See also: I Pentri, Quintodecimo
- Price: $29
- Vintage: 2013
- From: Polaner Selections
San Salvatore Pian di Stio Paestum Fiano
San Salvatore is located much farther south, well past Naples and Salerno, near the Campanian border with Basilicata. And the little-known Paestum appellation sits by the Cilento National Park. A new arrival to the region, founded in 2005, it’s of that breed of pioneering winery taking a gamble in an unknown area. And the Pian di Stio, curiously bottled in a squat 500ml package, is evidence that fiano can and should spread from its Avellinese home. The cryomaceration of the grapes adds a certain density, and if the wine feels more technical than the others, it’s still compelling: frothy and intense in its aromas, with edelweiss and sweet lime, then chewy apple and aniseed to the taste, and a lingering subtle fruitiness.
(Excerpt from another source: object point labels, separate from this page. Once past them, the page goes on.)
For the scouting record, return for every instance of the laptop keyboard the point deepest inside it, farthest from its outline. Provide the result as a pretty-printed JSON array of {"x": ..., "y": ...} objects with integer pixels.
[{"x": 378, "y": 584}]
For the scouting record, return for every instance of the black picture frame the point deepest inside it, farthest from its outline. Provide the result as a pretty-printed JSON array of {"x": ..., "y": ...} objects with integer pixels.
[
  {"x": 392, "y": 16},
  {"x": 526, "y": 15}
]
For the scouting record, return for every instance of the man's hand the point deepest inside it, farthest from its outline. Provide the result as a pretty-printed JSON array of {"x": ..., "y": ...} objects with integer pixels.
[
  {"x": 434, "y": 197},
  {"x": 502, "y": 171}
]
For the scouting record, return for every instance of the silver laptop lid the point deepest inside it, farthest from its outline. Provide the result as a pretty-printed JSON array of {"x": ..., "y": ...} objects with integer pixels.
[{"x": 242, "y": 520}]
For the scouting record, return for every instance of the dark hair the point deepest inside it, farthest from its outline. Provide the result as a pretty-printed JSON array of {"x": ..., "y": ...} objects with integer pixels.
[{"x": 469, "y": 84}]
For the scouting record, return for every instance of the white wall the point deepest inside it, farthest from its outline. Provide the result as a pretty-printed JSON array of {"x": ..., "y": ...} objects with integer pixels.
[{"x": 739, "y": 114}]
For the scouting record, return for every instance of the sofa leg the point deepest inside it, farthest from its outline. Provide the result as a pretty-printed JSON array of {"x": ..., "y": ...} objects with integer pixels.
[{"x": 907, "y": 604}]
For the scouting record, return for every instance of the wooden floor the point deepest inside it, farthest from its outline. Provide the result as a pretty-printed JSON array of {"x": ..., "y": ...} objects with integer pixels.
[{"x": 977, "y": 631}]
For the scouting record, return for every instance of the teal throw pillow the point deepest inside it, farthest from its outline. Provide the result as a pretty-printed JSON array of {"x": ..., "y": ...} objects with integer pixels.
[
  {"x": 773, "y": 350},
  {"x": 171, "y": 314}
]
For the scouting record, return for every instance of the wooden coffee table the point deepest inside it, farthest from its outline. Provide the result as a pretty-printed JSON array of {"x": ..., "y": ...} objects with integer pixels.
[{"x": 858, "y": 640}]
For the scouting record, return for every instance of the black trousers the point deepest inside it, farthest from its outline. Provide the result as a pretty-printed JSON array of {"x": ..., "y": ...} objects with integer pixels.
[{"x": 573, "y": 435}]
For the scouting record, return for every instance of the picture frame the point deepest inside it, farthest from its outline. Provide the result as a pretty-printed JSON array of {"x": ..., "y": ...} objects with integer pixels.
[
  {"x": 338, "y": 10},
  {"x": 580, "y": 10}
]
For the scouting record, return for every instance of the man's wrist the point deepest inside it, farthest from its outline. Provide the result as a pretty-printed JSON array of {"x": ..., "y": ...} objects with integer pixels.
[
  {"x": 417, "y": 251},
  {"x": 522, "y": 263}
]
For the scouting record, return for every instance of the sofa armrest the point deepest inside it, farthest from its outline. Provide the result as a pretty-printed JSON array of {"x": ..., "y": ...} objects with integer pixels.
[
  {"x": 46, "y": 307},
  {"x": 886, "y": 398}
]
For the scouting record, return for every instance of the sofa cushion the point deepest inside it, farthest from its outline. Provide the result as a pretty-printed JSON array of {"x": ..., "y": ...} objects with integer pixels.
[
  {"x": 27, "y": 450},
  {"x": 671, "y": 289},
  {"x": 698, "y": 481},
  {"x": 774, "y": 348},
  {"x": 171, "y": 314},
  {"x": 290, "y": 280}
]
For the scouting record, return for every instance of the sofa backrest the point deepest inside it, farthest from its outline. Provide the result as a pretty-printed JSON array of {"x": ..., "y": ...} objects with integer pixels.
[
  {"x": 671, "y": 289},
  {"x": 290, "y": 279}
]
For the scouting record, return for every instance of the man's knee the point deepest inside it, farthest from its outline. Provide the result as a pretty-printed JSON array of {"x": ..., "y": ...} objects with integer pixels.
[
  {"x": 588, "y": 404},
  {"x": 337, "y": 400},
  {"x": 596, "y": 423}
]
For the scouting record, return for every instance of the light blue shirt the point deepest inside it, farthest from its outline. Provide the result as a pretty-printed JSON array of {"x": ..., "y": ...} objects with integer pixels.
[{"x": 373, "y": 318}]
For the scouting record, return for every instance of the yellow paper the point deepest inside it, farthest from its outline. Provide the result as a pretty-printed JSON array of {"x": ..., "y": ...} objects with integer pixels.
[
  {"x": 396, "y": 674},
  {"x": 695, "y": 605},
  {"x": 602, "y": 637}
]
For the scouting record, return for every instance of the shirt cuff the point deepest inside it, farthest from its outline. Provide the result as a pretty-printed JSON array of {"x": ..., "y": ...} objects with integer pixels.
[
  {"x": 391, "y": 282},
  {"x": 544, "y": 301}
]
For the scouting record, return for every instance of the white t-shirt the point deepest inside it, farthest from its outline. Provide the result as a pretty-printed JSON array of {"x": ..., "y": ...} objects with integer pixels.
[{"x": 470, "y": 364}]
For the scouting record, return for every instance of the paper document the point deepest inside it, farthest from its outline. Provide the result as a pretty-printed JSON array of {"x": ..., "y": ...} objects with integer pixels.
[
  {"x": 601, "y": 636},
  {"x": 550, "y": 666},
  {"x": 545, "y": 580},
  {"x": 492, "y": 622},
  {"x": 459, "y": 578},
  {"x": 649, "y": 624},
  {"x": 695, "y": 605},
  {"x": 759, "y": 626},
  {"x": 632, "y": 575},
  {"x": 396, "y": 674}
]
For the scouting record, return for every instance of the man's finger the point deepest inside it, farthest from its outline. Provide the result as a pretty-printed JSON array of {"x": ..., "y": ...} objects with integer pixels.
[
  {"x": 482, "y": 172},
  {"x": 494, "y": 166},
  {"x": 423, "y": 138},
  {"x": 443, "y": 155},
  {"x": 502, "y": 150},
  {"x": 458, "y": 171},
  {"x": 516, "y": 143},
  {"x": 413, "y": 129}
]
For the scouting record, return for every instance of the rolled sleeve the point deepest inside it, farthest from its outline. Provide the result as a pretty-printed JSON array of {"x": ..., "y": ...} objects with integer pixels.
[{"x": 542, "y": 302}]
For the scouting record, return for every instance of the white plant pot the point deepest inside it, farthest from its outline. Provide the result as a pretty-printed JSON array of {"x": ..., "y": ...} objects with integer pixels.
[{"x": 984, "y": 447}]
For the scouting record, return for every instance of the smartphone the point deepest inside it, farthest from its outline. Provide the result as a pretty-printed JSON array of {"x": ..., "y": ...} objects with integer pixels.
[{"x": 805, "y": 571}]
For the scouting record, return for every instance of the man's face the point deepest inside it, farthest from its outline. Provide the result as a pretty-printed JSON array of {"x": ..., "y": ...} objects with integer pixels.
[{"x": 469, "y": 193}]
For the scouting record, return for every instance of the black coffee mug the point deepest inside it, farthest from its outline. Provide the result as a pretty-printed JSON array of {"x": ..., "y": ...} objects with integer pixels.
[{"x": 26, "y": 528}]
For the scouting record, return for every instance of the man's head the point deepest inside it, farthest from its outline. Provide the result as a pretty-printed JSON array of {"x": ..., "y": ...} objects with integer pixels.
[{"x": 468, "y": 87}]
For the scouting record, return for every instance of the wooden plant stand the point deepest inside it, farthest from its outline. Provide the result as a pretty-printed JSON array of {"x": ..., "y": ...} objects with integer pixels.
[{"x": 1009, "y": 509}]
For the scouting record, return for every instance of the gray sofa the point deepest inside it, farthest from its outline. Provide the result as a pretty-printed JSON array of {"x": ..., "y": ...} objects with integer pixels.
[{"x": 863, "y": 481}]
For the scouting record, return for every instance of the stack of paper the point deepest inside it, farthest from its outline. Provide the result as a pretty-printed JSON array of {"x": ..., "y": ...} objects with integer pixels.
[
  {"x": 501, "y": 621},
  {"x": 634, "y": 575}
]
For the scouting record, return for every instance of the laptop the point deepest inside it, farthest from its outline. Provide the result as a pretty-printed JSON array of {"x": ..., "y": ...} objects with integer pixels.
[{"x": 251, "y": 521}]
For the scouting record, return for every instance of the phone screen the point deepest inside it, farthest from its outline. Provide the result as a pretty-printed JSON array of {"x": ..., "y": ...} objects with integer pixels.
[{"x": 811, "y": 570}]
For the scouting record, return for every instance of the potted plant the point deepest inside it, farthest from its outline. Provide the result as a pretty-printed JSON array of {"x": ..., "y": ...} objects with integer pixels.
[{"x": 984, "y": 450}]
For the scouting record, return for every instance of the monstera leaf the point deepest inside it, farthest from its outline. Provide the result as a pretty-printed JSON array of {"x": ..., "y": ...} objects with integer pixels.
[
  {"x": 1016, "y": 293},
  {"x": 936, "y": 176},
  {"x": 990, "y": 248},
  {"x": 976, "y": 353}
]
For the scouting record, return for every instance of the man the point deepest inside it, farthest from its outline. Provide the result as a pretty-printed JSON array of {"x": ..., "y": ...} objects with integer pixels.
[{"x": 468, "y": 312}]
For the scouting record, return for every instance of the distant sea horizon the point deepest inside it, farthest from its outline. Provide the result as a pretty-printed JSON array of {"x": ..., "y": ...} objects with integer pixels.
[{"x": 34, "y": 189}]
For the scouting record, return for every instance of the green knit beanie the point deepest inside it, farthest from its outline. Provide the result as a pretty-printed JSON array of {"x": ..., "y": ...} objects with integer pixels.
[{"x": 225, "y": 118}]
See also: I Cacciagalli, Cantina di Lisandro
- Price: $32/500ml
- Vintage: 2016
- From: Banville Wine Merchants
THE GATEWAY DRUG
Luigi Maffini Kratos Paestum Fiano
Maffini, along with Feudi di San Gregorio and Terredora di Paolo, was one of the stalwarts of that enologically minded early-2000s movement in Campania. But Luigi and Raffaella Maffini continue to make one of the old benchmark fianos, Kratos, similarly grown farther south, near Cilento and the region of Basilicata. It’s a bit more compact and closed, perhaps because its four months aging seems a bit quick, and almost more reminiscent of grüner veltliner than fiano. But there’s a glossiness to the texture, a rich pear flavor, and a slightly piney, vermentino-like bitterness.